Discover more from The Analytics Engineering Roundup
Keep Data Council Weird
Data Council changed in part because we changed!
New podcast alert! In season 2 episode 3, I hosted friends-of-the-show Benn Stancil and David Jayatillake where we discussed bundling-vs-unbundling, data lakes and file formats, and data app stores. The format is a bit different than our standard and I had a lot of fun doing it—curious to hear your thoughts.
Data Council took place this week in Austin, TX, and a lot of people came. Has data grown? Was everyone just itching to get together? Have everyone’s event stipends just been piling up over the past two years? Hard to say, but this was the biggest Data Council ever to my knowledge.
I didn’t go, but my cofounder Drew did. I asked him to write up a hot take for this week’s issue. Enjoy :)
Let’s just get it out there: Data Council was weird this year. There are a lot of takes already swirling around the Twittersphere spanning from concern to appreciation, but at the core of my experience — and a lot of other’s from what I could tell — was a sense that things had changed. Data Council has long billed itself as “the no-bullshit data conference”: it has historically been a conference of, by, and for practitioners featuring deeply technical talks on the state of the art in data. This year was... I don’t know... not that.
The resounding takeaway that I heard from people in the hallways and happy hours was: “There are a lot of vendors and VCs here.” I felt it too; it was palpable and ironic in a “you’re not sitting in traffic, you are the traffic” kind of way, but it was true nonetheless. I am of course affiliated with a vendor, but I’ve been to enough of these events (an attendee since 2017!) to know that this year was different than in years past. The historically deeply technical talks from hyper-growth companies have receded and given way to only-slightly veiled product pitches from data companies about A Very Hard And Important Problem which — by the way — their product is built from the ground-up to solve (and it looks like we’ll have time for a quick demo!). The question I find myself asking and struggling to answer is: is this a bad thing?

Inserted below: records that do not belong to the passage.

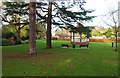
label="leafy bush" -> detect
[2,38,10,46]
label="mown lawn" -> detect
[2,40,118,76]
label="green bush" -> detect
[4,32,15,39]
[2,38,10,46]
[15,39,21,44]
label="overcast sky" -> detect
[82,0,120,27]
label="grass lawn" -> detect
[2,40,118,76]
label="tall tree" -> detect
[29,2,36,54]
[46,2,52,48]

I don’t know. Kind of. Maybe not. It depends on how you look at it.
Was it good and right that the state of the art in data tooling has historically come from internal software built at FAANG-style companies? Maybe so if you like doing ETL with Jupyter notebooks, but maybe not if you’re in the 99% of companies that struggle with more fundamental challenges around working with data. I personally never found those kinds of talks super relatable and have always preferred to hear about tool-agnostic concepts that helped me see new points of view.
A lot has changed since the last Data Council. If I was in a room with folks like Claire, Emilie, Anna, Scott, Taylor, Max, and Julien in 2019, I’d be in a room full of practitioners. Today though, that same group is now composed of people building or investing in data tools. I don’t think I had internalized exactly how big or efficient the data-expert-to-data-startup pipeline had become, but it was hard to miss it at the event this week. I guess the thing that feels resonant to me upon reflection is: Data Council changed in part because we changed, and it’s helpful for me to keep that in mind.

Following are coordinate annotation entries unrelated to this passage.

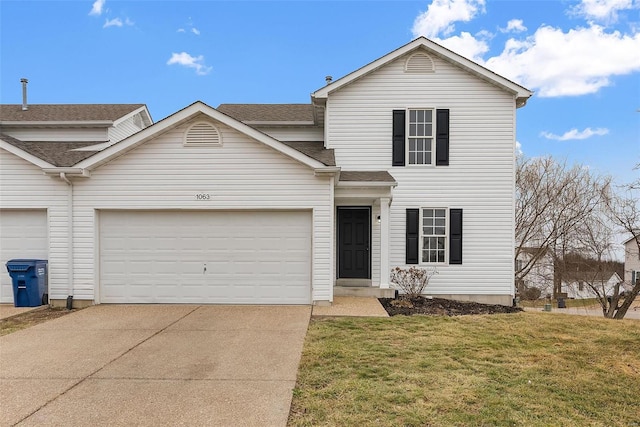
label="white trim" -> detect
[311,37,533,107]
[418,206,451,266]
[404,107,437,167]
[0,120,113,128]
[113,105,153,129]
[0,138,55,168]
[242,120,315,127]
[182,120,222,147]
[380,197,391,289]
[76,101,326,170]
[404,52,436,74]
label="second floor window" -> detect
[407,109,434,165]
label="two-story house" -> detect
[0,38,532,305]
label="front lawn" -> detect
[289,313,640,426]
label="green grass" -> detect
[289,313,640,426]
[520,298,600,308]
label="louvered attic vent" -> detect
[404,52,436,73]
[184,122,222,145]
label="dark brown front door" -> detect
[338,207,371,279]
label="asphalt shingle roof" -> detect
[282,141,336,166]
[0,104,144,122]
[340,171,396,183]
[217,104,314,122]
[0,134,99,167]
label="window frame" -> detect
[418,206,451,266]
[404,107,437,167]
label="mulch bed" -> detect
[378,295,523,316]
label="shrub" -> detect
[391,267,438,298]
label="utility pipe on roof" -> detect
[60,172,73,310]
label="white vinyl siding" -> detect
[326,52,515,295]
[0,209,49,303]
[74,116,333,301]
[0,149,69,300]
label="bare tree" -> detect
[605,164,640,319]
[558,214,624,318]
[515,157,609,296]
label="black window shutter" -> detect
[391,110,405,166]
[436,110,449,166]
[449,209,462,264]
[405,209,420,264]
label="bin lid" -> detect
[7,258,47,271]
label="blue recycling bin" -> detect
[7,259,48,307]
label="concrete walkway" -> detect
[0,305,311,426]
[312,297,389,317]
[0,303,46,320]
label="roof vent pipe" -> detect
[20,79,29,111]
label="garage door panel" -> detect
[0,209,48,303]
[100,211,311,304]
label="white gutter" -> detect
[60,172,73,309]
[42,168,91,177]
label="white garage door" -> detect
[0,209,48,303]
[99,211,311,304]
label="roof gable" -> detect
[311,37,533,107]
[0,134,96,167]
[0,104,148,125]
[75,101,332,170]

Overall, I think it’s a net-positive that this new crop of data tooling is coming out of companies dedicated to solving well-defined and widely-experienced problems. These companies are led by industry vets who have put in the work and experienced these problems first-hand. The incentives are just better aligned than they were when this stuff was coming out of FAANG (and similar) companies, and I think it will result in more capable and useful data tools in the long-run.
I’ve thought about this a lot over the past couple of days and, ultimately, I think that I’m here for it. This version of Data Council — the one that is more of a trade-show for industry people to connect, bond, share, and explore ideas — feels super compelling. It is more or less what we experienced this week, and I personally found it helpful and instructive if not divergent from what I was expecting. If we leaned into this, I think we could drop the pretense that the event is exclusively for practitioners, make our product pitches a little bit less thinly-veiled, and spend more time collaborating on the future of our ecosystem together. There’s a way to do this that is still “no-bullshit” so to speak, but it would require a little bit of reframing and some different expectation setting to get right. I don’t know if this is something that Pete and the team would be excited about, but I’ll say that I’d be happy to do it again next year if it shook out that way.
Any way you slice it, it was just good to see folks in person again. I’m grateful for all the thoughtful conversations, inspiring visions, and new friends. Catch you at the next one!
From elsewhere on the internet…
💯! Could not match my personal experience more.
The updated version of 2020’s Emerging Architectures for Modern Data Infrastructure is fantastic! From mapping current architecture to diffing what exists today vs. what existed two years ago to musings on platforms—really a home run. I think the section on platform dynamics is particularly interesting and agree directionally with the authors’ take.
At least one counterpoint can be found in recent post Space Time Tradeoff by Rockset CPO Shruti Bhat. It’s a perfect explanation of why it’s either impossible or incredibly challenging to have a single data platform service all use cases. And “Friends don’t let friends build apps on warehouses” is not a bad tag line.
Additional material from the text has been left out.